Elizabeth Heuse had written One Hour Company Dinners, Luncheon for Two in Fifteen Minutes, and Fifty-four Truly Delicious Snacks Your Family Has Never Tasted. I was just starting on a chapter of that last one when Millie caught up with me.

“Don’t tell me you’re taking up cooking, Ern!” She made it mock-serious.

“Nope,” I told her, “I’ve taken up starving. Some of this stuff looks wonderful.”

“Quite a few of them really are if you can find the ingredients. That book has a habit of calling for cheeses most nutrition services have never heard of.”

“I see. What was she like in person, Millie? You must have known her.”

“Not very well.” Millie paused thoughtfully. “Are you going to tell me why you want to find out about her?”

I shook my head. “Please don’t try to guess.”
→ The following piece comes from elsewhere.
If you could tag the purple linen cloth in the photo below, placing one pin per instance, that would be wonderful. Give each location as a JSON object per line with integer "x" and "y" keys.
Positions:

“I already have, but I won’t fuss and stamp to make you tell me whether I’m right. She seemed withdrawn and a little bit sad when I knew her. Have you noticed how rarely she mentions beef and chicken?”

I shook my head again.

“Eating fish doesn’t seem to trouble her, but birds and animals? Those did, both of them.”

“Birds and mammals.”

Millie’s shoulders rose and fell. “I stand corrected. She was an animal lover. I was in the audience one time when some man asked her how to roast a dog. He was trying to be funny, but she froze. Absolutely froze. Finally the woman who’d introduced her stepped in and told the man how to grill a hot dog. After that somebody else announced a ten-minute break. The stage went dark and just about all the audience filed out, I think mostly to the restrooms. Fifteen or twenty minutes later, when almost everybody had come back, Betty Heuse was in control of herself again. Do you want to hear more about that?”

I nodded.

“You never sit down, do you?”

We went over to a table, where I held her chair until she sat. I took the one next to hers.
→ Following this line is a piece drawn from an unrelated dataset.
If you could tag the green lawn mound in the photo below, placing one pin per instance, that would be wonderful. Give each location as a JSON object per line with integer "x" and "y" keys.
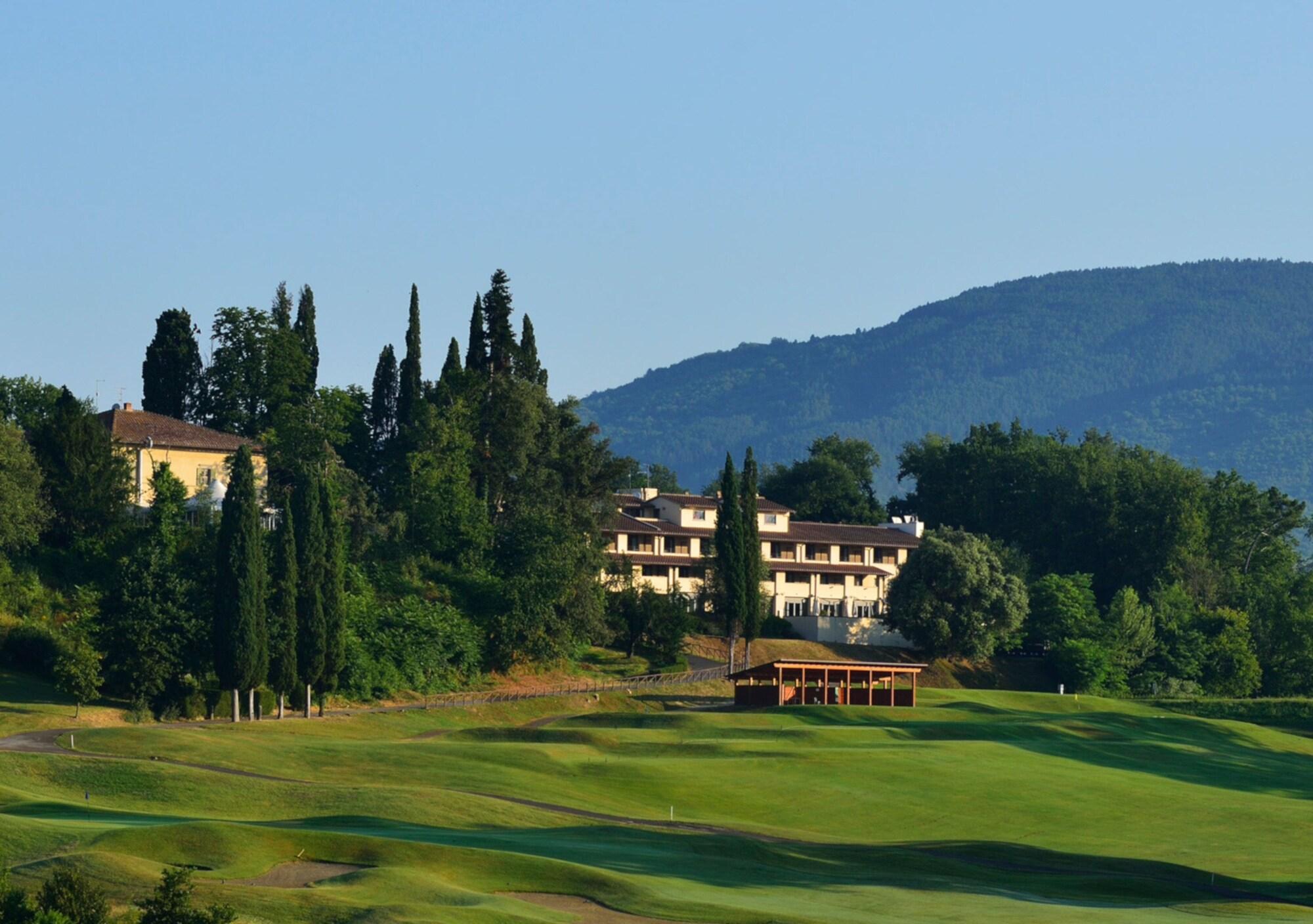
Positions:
{"x": 978, "y": 805}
“You do know how to operate these four-legged chair things. I was beginning to wonder.”

“I wonder about a lot of things,” I told her. “Particularly my patron.”

“You haven’t been returned?”

“No. I came back hoping for lunch, but I was too late.”

“Your patron wasn’t going to feed you?”

I shook my head. “She was asleep. Her cook was going to feed us—that’s my patron’s daughter and me—but I had upset her and the near future didn’t look good. I came back to have a look at dog books and cookbooks, but I haven’t gotten anywhere with the dog books yet.”

“You’ve had an interesting time of it, Ern. I’m no detective, but I know the signs.”

“Yes, I have. Very.”

Millie glanced around before speaking again. “Talking it over with me might help.”

“All right, here goes. Do you know a lot about dogs?”

Silently, she shook her head.

“Neither do I.” I stopped to think, sort of hoping that Millie would go away. “Once I told a lady I knew more about dogs than I do about kids, and that’s not exactly a lie.”

“But you still don’t know much.”

“Correct, because my knowledge is out of date. I looked through a couple of dog books before I started on the cookbooks. They told me that there are at least two dozen breeds I’ve never heard of, and which breeds are the best talkers; but they didn’t tell me the kind of thing I need to find out.”

“What is it your patron wants you to find out? Maybe I can help.”

I took a good, deep breath and let go of it in a sigh. “What she really wants is a detective, but why pay a lot of money for one when you can borrow a reclone resource from the library for nothing?”

“You’re saying that fully human detectives are expensive?”

I nodded. “The good ones are. Very.”

“She may not have the money. Besides, I doubt that there are any detectives we could hire here. This is just a village, Ern.”

“I know. A private investigator might be as ignorant of Polly’s Cove—and the sea—as I am. But the author of Sherlock Holmes might really help, and so might the guys who wrote Ellery Queen, or even the one who wrote about Long John Silver and Jim.…”

“You’ve hit on something. What is it?”

“Jim Hawkins.” I took a good deep breath. “Do you know that book?”

“Treasure Island? Yes, I do. My father read it to us, and I read it to my grandchildren. It seemed terribly dated to me, but that didn’t bother my grandchildren.” Millie was getting out a handkerchief.